Due to the amount of information on the various aspects of feeding a child with Hydranencephaly, this section is divided into 3 parts:
1. Feeding, Positioning, Difficulties
2. Tube Feeding
3. Gastroesophageal Reflux and it's treatment

Part 1: Feeding, Positioning

Children with Hydranencephaly generally have difficulties swallowing, and sucking. Even if they can swallow and suck it's usually very hard for them, requiring lots of energy. They often also have trouble protecting their airways and have poor gag and cough reflexes. Some children do just fine eating orally. Others though have trouble right from the start. Others eat fine to start with but as they get older aren't gaining weight or are having frequent illnesses. All infections are dangerous for our kids but Aspiration pneumonia, which is caused by food, liquids, or saliva going into and irritating the lungs, is something that you want to avoid if at all possible. In addition to having trouble swallowing, many children with severe neurological problems have problems with something called gastroesophageal reflux. Reflux is something we all do from time to time. However often reflux is severe enough to cause vomiting and gagging. This of course increases the risk of aspiration. For these reasons Drs. & medical professionals often recommend tube feeding. This is where a liquid formula is given to your child via a tube that is inserted through the nose into the stomach (nasal gastric tube) or via a tube surgically inserted directly into the stomach (gastrostomy tube). In my opinion tube feeding has been one of the most important factors in extending and improving the quality of life for children with severe disabilities. In addition to recommending a gastrostomy the Dr may also suggest a surgery called a Nissen Fundoplication. This decreases the risk of reflux.

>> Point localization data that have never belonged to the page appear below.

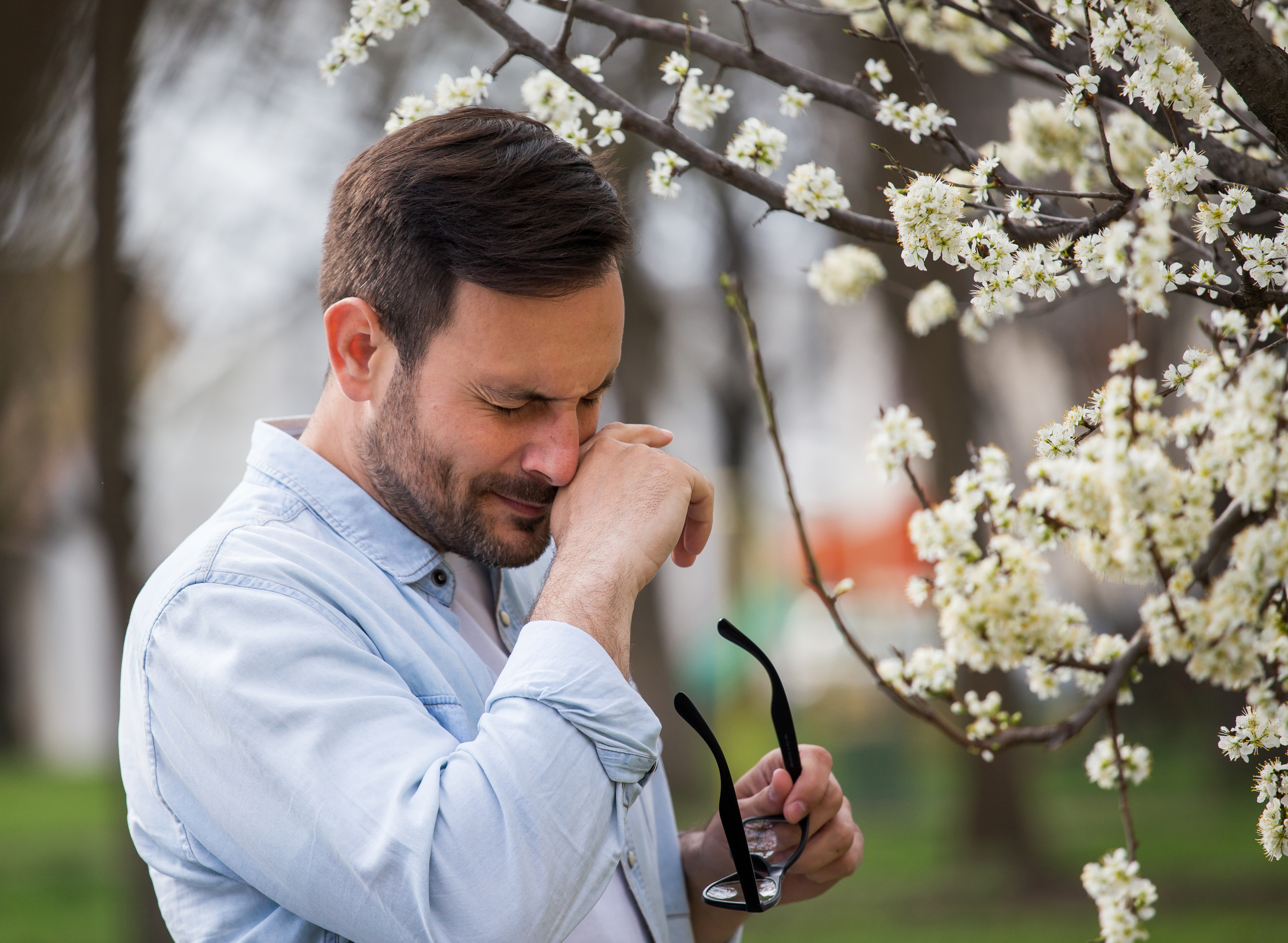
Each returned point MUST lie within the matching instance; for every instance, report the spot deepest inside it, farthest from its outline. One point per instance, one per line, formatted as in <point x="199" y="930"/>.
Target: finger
<point x="813" y="785"/>
<point x="697" y="525"/>
<point x="829" y="844"/>
<point x="844" y="866"/>
<point x="638" y="433"/>
<point x="769" y="799"/>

Before tube feeding is recommended your child will go through a number of tests and assessments. It's never (or should be never) done in a hurry. One thing to remember is that once the tube is removed the hole closes quickly. Therefore once a child has a tube it doesn't mean that he/she will always need a tube. In Krista's case tube feeding helped her to grow strong enough to have the energy to control her swallowing so that she could eat safely.

The following are links to articles about feeding a child with special needs. They are included in the book "Caring for Your Child With Hydranencephaly"

Mealtimes (this link currently isn't working but the page is still there: go to, click on site map, then go to near the bottom of the page under disability and click on eating and drinking.

This is an introduction to feeding a child with a disability. Note: itís written for a center in Australia so some of it will not apply to your child, and some of the spelling and terms used are area specific.

I am including links to the following articles as I think they have excellent information regarding the whys and wherefores of general feeding difficulties as well as tube feeding.  They are from the New Visions web site, which has very comprehensive information on anything you might need to know about feeding and swallowing difficulties.  ( ) The articles are by Suzanne Morris. The first article pertains to babies and young children who eat orally and how to tell when they are ready to move onto more solid food.  Many of our children with hydranencephaly do eat orally through much or all of their lives.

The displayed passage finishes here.